Nous voici loin du coloris. De là où il dessine, à l’encre comme au graphite, Nidhal Chamekh croit dans les revenants plus que dans les anges. Dans un détachement qu’on prendrait à tort pour de l’iconoclasme, Nidhal Chamekh se fait constamment le chiffonnier de la mémoire en pliant la proposition deMnēmē aux besoins de l’homophonie. Fille grecque de la mémoire qui donne à l’exposition sa double hélice signifiante, Mnēmē se taille en effet dans la langue arabe une épaisseur phonétique qui semble la plier à la fiction comme au songe : مَنَامَة.  Séduisante hypothèse, en effet, dont Chamekh n’hésite pas à vérifier la consistance théorique et pratique. D’une main, il ramène la virtuosité du dessin à un principe de délicatesse, où le visible scelle ses symptômes. De l’autre, il accorde la rémanence des formes et des luttes aux retours du refoulé, où l’image se peuple de fantômes. Mais entre deux mains qui s’alternent, à quel temps Mnēmē décline-t-elle les fictions de la mémoire ?

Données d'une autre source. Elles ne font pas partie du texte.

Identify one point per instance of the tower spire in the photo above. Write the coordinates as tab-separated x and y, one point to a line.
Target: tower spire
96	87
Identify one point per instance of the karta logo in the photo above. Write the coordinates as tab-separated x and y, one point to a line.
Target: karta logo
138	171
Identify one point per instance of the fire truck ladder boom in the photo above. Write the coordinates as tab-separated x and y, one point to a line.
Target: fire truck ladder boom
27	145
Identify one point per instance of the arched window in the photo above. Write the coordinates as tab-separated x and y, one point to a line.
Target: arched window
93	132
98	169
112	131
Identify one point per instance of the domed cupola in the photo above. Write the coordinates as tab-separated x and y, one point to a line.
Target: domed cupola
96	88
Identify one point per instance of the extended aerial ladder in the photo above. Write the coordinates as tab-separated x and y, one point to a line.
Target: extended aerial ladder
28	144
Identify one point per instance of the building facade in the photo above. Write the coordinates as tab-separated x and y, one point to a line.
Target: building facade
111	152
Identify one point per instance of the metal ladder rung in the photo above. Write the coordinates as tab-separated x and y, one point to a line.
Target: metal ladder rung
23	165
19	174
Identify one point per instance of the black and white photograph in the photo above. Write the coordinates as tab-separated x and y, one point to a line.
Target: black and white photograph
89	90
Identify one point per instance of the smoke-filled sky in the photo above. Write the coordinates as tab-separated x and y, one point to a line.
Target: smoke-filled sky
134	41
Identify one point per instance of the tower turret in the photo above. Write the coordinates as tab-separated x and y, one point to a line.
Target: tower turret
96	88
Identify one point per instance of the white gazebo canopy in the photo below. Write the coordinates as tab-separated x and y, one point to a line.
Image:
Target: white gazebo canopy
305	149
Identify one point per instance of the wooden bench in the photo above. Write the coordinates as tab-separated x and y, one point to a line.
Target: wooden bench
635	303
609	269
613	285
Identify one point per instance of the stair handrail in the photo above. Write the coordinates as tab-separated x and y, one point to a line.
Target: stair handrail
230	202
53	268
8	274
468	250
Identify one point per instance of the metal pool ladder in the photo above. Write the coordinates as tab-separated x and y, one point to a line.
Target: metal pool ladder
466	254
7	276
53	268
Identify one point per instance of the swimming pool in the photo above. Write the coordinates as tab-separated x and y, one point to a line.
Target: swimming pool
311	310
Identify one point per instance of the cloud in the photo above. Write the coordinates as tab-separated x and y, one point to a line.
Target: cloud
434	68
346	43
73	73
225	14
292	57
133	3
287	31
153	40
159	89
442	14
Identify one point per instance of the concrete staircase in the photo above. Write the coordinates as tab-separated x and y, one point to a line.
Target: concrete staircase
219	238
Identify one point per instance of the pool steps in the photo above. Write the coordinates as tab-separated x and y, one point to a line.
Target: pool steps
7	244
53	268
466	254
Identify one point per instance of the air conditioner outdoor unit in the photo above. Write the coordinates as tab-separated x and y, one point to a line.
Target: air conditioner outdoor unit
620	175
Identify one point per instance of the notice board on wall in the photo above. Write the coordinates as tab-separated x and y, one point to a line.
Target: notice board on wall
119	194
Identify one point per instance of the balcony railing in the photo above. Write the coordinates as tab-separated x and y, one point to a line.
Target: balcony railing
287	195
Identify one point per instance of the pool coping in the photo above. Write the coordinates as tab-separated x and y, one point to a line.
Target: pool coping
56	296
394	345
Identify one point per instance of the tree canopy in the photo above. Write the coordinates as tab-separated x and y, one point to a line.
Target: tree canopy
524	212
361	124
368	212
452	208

C’est la pratique du montage qui permet sans doute à Nidhal Chamekh de prendre la mémoire à rebrousse-poil, de la sonder au présent des luttes. L’extension donnée ici au montage dépasse son concept cinématographique. Ce n’est d’ailleurs pas sans raison que les dessins de Mnēmē requièrent une lucidité critique aussi bien au niveau de la création qu’au niveau de leur réception. S’ils gagnent à être lus à la lumière de l’iconologie des intervalles d’Aby Warburg, ils n’appellent pas moins l’éclairage matérialiste de Walter Benjamin. Sous les montages de Chamekh, ce sont en effet des « images dialectiques » qui s’offrent au regard. En elles se condensent et se télescopent les tensions dont la mémoire est faite. Les dessins et les sérigraphies de Mnēmē acquièrent une lisibilité issue des choix du montage, comme les coupes d’un film tombées en syncope.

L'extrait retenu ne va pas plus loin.